Hukuman yang diberlakukan kepada Siti Jenar oleh otoritas agama itu tak tak hanya terinspirasi pertimbangan Muqtadir Billah yang mengeksekusi Al-Hallaj. Walisongo dipastikan memiliki pengetahuan tentang serupa seperti yang dilakukan Raja al-Malik al-Dzahir bin Sultan Shalahuddin al-Ayyubi saat menghukum mati Syuhrawardi al-Maqtul atau Sultan Mughitsuddin Mahmud dari Bani Saljuk yang menghukum mati Ayn al-Quddat al-Hamadani.
Ketiga, keraguan sejarah pada sosok Siti Jenar umumnya didasarkan pada penggambaran cacing sebagai asal muasal Siti Jenar sebagai simbol kesesatan. Logika ini menuntun bagaimana memahamai keberadaan tokoh Siti Jenar sebagai simbolisasi Walisongo untuk menggambarkan kesesatan.
Namun, logika ini mengandung kelemahan mendasar karena bagaimana bisa para wali sengaja menciptakan ajaran sesat dan membiarkannya diikuti masyarakat hanya untuk kemudian ditumpas. Tak mungkin Walisanga begitu kejinya membuat rekayasa dengan mengorbankan masyarakat kebanyakan.
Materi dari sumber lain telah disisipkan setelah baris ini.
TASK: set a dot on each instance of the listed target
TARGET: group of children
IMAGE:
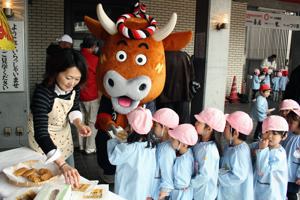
(160, 159)
(278, 82)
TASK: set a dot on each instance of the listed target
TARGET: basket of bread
(31, 173)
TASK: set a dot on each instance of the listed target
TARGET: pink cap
(279, 74)
(185, 133)
(257, 71)
(289, 104)
(212, 117)
(140, 120)
(297, 112)
(240, 121)
(166, 117)
(274, 123)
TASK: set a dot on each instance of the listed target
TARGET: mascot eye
(121, 56)
(141, 59)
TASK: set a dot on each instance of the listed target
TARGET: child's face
(175, 144)
(284, 113)
(294, 126)
(200, 126)
(227, 133)
(274, 139)
(158, 129)
(266, 93)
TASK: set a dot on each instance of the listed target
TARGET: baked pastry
(46, 176)
(29, 172)
(20, 171)
(82, 187)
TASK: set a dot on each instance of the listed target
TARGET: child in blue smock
(283, 82)
(236, 174)
(135, 160)
(292, 145)
(271, 173)
(286, 106)
(206, 154)
(260, 108)
(163, 120)
(275, 86)
(183, 137)
(255, 83)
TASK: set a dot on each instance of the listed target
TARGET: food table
(15, 156)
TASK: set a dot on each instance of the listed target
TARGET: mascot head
(132, 68)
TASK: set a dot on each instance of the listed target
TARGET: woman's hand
(71, 175)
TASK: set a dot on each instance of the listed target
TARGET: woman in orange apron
(55, 102)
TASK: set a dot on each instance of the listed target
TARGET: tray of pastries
(31, 173)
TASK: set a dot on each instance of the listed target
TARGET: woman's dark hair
(88, 42)
(135, 137)
(59, 61)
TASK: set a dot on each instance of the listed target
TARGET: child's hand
(263, 144)
(162, 195)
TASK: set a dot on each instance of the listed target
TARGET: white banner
(272, 20)
(12, 62)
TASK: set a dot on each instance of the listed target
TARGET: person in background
(236, 174)
(260, 109)
(135, 159)
(286, 106)
(89, 95)
(55, 102)
(206, 154)
(275, 86)
(164, 119)
(291, 146)
(283, 81)
(255, 83)
(271, 172)
(270, 62)
(65, 41)
(293, 87)
(183, 137)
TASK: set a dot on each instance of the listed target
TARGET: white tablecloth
(15, 156)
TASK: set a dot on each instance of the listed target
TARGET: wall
(161, 10)
(45, 24)
(236, 57)
(216, 56)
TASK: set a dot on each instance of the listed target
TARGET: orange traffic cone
(233, 98)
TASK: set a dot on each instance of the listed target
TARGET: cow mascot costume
(131, 69)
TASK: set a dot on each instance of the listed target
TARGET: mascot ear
(177, 41)
(95, 27)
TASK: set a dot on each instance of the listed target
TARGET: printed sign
(12, 62)
(272, 20)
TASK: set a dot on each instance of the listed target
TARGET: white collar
(59, 91)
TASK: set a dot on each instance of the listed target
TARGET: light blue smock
(271, 174)
(255, 82)
(182, 172)
(207, 161)
(135, 168)
(260, 108)
(275, 81)
(283, 82)
(236, 174)
(267, 80)
(291, 144)
(165, 158)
Keempat, sebuah ajaran yang begitu banyak diikuti banyak orang tentu fondasinya ditetapkan oleh tokoh yang benar-benar pernah hidup pada kurun sejarah tertentu. Tak mungkin sebuah ajaran datang tanpa pembawanya sama sekali.
Beberapa dokumen yang tegas-tegas menyebut keberadaan Siti Jenar sebagai sosok historis yang paling utama adalah dokumen Kropak Ferrara sebuah dokumen yang dari daun lontar yang ditemukan di Ferrara –sebuah kota di Italia.
Sejauh ini dokumen itu merupakan naskah tertua yang menceritakan Siti Jenar. Dokumen itu diduga dibawa pelaut Italia atau rombongan misionaris Katholik Roma beberapa tahun sebelum masa VOC antara tahun 1598-1599. Misionaris Katholik dari Roma disebut pernah berkunjung secara teratur ke daerah Pasuruan.
Menurut Prof. Dr. G.J.W. Drewes yang mengkaji naskah itu dalam An Early Javanese Code of Muslim Ethics menyebut isi Kropak Ferrara tak jauh berbeda dengan naskah kuno lainnya yang memuat perdebatan Walisanga dan Siti Jenar.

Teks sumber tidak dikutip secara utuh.